Se nel nostro secolo ci fossero ancora delle cose sacre…per me questo sarebbe l’opera del regista giapponese Yasujiro Ozu, Mai prima di allora il cinema è stato vicino alla sua essenza e alla sua funzione, con queste parole, mentre scorrono le immagini di apertura di un film di Ozu in bianco e nero, si apre questo bellissimo omaggio ad uno dei più grandi registi di tutti i tempi, di cui mimeticamente Wenders, con arte quasi giapponese,ricrea lo stile mono no aware, nella nostalgica rievocazione di quel cinema-poesia che non c’è più.
Mu è l’unica iscrizione sulla lapide di Ozu a Engaku-ji, un tempio del buddismo zen di Kamakura, una piccola città vicino Tokyo, Mu è il Nulla.

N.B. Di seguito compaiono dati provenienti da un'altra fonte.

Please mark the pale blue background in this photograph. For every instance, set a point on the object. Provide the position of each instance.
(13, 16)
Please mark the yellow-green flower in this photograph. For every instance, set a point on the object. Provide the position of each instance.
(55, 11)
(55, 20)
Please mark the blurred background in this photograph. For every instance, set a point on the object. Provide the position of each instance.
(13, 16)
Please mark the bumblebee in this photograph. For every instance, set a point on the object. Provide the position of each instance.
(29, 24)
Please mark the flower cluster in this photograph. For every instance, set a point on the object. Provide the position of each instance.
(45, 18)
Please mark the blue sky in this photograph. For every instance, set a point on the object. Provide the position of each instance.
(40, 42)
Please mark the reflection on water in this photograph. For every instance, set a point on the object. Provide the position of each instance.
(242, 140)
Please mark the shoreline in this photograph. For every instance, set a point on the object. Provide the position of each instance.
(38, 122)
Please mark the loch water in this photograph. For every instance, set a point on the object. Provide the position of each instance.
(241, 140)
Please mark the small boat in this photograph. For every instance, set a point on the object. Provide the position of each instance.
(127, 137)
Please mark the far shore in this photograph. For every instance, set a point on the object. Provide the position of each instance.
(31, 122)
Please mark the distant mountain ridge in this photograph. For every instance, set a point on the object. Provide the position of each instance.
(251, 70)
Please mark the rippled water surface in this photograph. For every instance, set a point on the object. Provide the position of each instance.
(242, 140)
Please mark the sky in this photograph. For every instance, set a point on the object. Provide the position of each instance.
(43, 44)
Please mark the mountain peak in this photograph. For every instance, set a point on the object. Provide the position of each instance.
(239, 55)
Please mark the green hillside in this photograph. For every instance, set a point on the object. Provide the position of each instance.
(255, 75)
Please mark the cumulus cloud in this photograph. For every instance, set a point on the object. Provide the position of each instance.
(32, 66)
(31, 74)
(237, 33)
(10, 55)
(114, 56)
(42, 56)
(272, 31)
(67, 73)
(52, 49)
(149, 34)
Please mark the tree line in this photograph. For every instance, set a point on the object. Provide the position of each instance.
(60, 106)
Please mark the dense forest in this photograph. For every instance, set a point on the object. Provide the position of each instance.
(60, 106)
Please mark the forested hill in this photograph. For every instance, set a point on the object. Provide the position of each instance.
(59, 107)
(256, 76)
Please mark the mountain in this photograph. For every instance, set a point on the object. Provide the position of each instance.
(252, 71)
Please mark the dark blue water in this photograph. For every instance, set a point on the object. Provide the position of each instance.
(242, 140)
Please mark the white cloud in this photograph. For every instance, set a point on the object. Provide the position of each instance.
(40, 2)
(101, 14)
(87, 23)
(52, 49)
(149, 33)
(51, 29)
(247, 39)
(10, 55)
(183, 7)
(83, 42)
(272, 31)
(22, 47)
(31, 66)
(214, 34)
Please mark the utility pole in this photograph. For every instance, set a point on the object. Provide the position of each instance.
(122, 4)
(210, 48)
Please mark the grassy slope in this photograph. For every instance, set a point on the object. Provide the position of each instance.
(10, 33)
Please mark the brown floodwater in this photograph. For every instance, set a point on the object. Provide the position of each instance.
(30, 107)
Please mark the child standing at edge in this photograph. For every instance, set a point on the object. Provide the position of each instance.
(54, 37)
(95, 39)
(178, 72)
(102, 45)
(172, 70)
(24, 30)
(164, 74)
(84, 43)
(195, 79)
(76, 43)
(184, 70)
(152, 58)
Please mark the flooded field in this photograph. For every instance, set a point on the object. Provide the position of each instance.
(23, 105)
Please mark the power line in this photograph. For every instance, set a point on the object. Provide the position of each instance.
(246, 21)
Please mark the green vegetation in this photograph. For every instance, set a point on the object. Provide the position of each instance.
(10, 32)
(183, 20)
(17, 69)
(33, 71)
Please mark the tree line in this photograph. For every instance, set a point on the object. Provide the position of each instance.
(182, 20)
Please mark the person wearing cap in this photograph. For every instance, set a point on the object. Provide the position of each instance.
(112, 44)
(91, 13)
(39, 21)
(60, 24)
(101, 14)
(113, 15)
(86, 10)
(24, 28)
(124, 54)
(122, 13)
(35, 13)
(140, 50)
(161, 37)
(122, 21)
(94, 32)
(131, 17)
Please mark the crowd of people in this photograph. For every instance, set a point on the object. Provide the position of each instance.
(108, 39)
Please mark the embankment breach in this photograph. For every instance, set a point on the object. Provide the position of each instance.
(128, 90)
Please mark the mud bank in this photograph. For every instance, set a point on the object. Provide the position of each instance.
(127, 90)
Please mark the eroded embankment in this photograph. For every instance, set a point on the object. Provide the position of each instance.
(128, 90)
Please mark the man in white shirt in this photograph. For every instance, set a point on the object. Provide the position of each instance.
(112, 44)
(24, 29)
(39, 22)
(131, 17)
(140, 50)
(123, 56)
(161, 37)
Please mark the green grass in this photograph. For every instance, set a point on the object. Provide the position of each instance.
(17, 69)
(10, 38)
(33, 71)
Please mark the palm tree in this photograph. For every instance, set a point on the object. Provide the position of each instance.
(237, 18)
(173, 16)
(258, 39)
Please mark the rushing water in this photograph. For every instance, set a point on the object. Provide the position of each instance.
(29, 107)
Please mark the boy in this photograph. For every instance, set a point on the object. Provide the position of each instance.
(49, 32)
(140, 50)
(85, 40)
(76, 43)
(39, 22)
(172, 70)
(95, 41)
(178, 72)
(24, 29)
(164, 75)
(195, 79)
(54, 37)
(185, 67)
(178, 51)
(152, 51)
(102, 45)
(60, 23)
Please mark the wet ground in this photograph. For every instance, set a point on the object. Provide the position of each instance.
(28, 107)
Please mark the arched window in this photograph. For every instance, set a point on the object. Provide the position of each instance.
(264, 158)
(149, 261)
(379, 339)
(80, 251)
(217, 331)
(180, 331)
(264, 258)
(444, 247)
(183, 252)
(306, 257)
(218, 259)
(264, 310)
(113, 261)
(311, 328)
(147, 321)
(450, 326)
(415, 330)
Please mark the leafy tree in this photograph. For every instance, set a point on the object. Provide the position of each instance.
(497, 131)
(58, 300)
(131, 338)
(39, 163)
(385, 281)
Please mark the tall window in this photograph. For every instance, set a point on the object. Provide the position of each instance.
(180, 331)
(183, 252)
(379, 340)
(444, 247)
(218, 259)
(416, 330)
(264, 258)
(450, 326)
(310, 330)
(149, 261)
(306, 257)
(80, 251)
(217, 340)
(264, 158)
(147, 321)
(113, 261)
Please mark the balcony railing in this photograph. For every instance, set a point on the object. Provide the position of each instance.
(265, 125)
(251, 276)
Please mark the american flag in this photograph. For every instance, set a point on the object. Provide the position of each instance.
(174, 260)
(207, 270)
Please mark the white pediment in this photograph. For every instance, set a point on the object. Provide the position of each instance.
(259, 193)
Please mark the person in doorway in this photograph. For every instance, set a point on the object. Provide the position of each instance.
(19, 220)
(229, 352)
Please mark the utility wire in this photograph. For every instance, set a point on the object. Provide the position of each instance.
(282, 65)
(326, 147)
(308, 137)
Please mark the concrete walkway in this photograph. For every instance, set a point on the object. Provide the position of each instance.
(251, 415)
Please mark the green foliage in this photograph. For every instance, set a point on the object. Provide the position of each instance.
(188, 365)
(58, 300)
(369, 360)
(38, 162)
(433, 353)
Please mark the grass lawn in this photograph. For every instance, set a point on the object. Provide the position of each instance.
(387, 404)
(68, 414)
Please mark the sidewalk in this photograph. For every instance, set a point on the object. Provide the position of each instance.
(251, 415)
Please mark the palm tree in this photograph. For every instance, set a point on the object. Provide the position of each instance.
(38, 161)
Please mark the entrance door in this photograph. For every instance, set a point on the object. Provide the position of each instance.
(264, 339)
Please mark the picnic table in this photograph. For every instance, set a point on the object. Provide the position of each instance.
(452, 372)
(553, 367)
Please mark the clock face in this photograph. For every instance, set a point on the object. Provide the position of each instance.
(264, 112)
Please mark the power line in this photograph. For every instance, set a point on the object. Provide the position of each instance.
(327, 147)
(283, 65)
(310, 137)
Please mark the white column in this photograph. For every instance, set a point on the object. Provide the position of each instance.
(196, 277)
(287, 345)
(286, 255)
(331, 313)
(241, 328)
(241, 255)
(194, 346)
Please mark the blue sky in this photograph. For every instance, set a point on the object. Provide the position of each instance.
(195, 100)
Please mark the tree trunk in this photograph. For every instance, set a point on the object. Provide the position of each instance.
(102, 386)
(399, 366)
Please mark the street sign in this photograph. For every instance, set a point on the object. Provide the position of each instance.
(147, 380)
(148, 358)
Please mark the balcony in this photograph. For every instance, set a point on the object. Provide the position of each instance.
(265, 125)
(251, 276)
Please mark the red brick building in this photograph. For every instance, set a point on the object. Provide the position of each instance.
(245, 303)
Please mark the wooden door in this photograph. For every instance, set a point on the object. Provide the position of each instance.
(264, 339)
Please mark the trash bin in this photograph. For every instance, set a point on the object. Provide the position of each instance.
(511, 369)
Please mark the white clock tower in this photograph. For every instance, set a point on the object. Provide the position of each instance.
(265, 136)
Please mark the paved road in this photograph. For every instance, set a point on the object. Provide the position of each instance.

Wenders, al di fuori del suo attore preferito Chishû Ryû e del suo fedele assistente Yûharu Atsuta, non troverà, appunto, nulla di quello che fu il mondo reso immortale da Ozu, sospeso magicamente, racchiuso in una bolla di sapone, tra il passato delle antiche tradizioni e la modernità disumanizzante imposta dall’occupante straniero.
Ciò che si annunciava nei film di Ozu negli anni ‘50, la perdita dell’identità nazionale e l’americanizzazione dei costumi, si è compiuto e oramai nel 1985 il vecchio Giappone non esiste più. Rimane la risonanza di qualche eco dei suoi film nelle squallide sale giochi di pachinko, le slot machine di Las Vegas, in un bambino che fa i capricci come in Buon giorno del 1959 e nelle stradine buie illuminate dalle insegne dei bar, presenti in quasi tutti i film di Ozu, nei treni che corrono veloci sui binari e sullo sfondo la città divenuta nel frattempo mostruosa megalopoli divoratrice di uomini e di sogni.
Nel 1985, Forse quello che non esisteva più era uno sguardo che sapesse creare ordine in un mondo disordinato, uno sguardo che sapesse rendere ancora il mondo trasparente, forse un tale sguardo oggi non sarebbe più possibile, nemmeno per Ozu se fosse ancora vivo, così Wenders, filmando dalla torre di Tokyo, in compagnia di Herzog, un altro grande del cinema tedesco, lo scempio di grattacieli e di cemento armato che ha sepolto per sempre il paesaggio rendendo impossibile qualsiasi immagine poetica del mondo in cui sopravviviamo.